Sicario opens with text that explains the historical origins and current usage of the title. This is the only time it panders to its audience. The rest of its 121 minutes are relentless and unbearably tense, taking you from a corpse-filled house in Arizona to a very illegal criminal extraction in Juárez, Mexico. It only slows down to remind you how batshit crazy this all is, or to blow you out of your seat with an unexpected jolt of brutality. It dances like a ballerina along the fine line between reality and fiction, pushing everything to 11 while feeling uncomfortably accurate in its depiction of the War on Drugs. It's everything you could want from a crime thriller.

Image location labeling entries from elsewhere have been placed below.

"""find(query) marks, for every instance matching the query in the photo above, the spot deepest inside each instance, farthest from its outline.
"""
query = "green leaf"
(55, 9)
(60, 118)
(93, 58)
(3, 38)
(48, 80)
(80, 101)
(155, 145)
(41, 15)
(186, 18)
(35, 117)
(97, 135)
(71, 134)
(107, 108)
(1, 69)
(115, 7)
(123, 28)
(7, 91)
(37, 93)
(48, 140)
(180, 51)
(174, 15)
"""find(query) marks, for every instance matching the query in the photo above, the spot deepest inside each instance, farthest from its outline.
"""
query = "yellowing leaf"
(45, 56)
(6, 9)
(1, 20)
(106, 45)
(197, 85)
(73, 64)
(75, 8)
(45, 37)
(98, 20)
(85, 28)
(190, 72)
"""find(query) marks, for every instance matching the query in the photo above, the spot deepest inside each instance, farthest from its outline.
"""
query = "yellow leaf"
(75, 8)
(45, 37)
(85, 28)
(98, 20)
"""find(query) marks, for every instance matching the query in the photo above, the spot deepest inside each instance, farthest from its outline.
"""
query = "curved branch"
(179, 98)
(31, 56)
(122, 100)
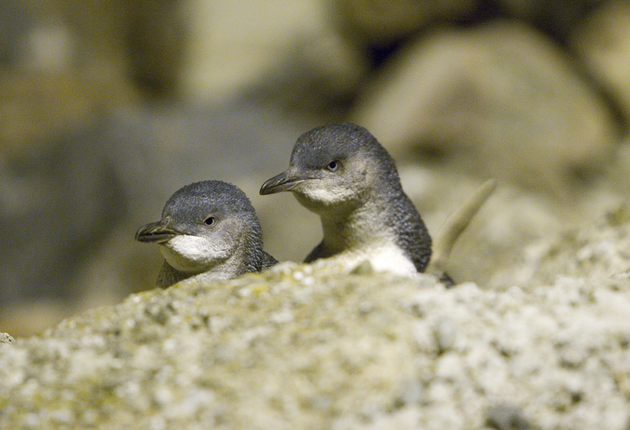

Emily Blunt fills the role of audience surrogate as Kate Macer, an FBI agent who unknowingly signs herself up for a questionable operation against the Mexican cartel. Josh Brolin exudes the perfect amount of savvy smarm as her professional seducer, shadowy government agent Matt Graver, as does Benicio del Toro in a "welcome back to our loving hearts" role as screams-in-his-sleep mystery man Alejandro Gillick.

Graver and Gillick try to keep Macer and her partner Reggie (Daniel Kaluuya) in the dark on what they're really doing, but as shootouts break out along the Mexican border and civilian lives are put increasingly at risk, the two FBI agents demand answers. We all know that honesty is not the most useful policy in the cinematic realm, and Macer's new knowledge instantly places her much deeper in harm's way.

All of this action unfolds along the deserts of northern Mexico and the American Southwest, two areas overrun by illegal immigrants, drug smuggling, and bloodthirsty violence. Director Denis Villeneuve (Incendies, Prisoners) unflinchingly depicts all of it, lingering on bodies hanging from an overpass and having Macer almost nonchalantly click through online image searches of severed heads and mutilated corpses.

It's the perfect contrast to Roger Deakins' masterful visual work, where he portrays vast plains of sand and the labyrinthine entryway into the United States as empty playgrounds for both sides of this hopeless war. One shot, where a team of soldiers hike down a ridge at sunset, is captured in infrared and seared into my mind. It almost looks fake, like a cutscene in a video game, but it's actually the brilliance of the world's finest living (and somehow not Oscar-winning) cinematographer.

Couple that with a booming, gasp-inducing score from last year's Academy Award winner Jóhann Jóhannsson (The Theory of Everything) and you've got an assault on the senses unlike any I've seen in quite a while. The music is Under the Skin meets Inception, implying that certain doom is around the corner while slamming droning wails into your ears. More than a few times I sat there, mouth agape, reminding myself to breathe.

It's the latest, and greatest, in a series of popular entertainments (starting with The Wire) that represent the War on Drugs as a soul-crushing, never-ending affair. Everyone has their part to play—from the dealers trying to survive in a floundering city to the cops who make their living destroying the head only to see three more grow back—and countless participants with varying degrees of involvement end up crushed by its perpetual machinations.

In that way, Sicario made me think of The Matrix, only this hopeless endeavor doesn't exist behind the scenes as computer code. Its players are largely self-aware, its temptations are far too addicting to ever be defeated, and its violence somehow continues to find new peaks.

To the credit of Villeneuve and screenwriter Taylor Sheridan, Macer isn't a hero who comes out of nowhere to bust the system; she's instantly in over her head, her strings being pulled by puppet masters who see ten steps down the line. She's extremely good at her job (and other than one near-sex scene, her gender is never a factor) but Graver and Gillick are operating at a level so far beyond her comprehension, one she never even considered before. Watching her realize this is tragically brilliant.

None of this makes Sicario unique, but it does make it top-of-the-line for this genre. You'll leave the theater having been rocked to your core, by the music, the visuals, the perfectly sculpted everything. Not everyone enjoys a sour feeling in their mouth while the credits roll, but that's the only way to tell a story like this one.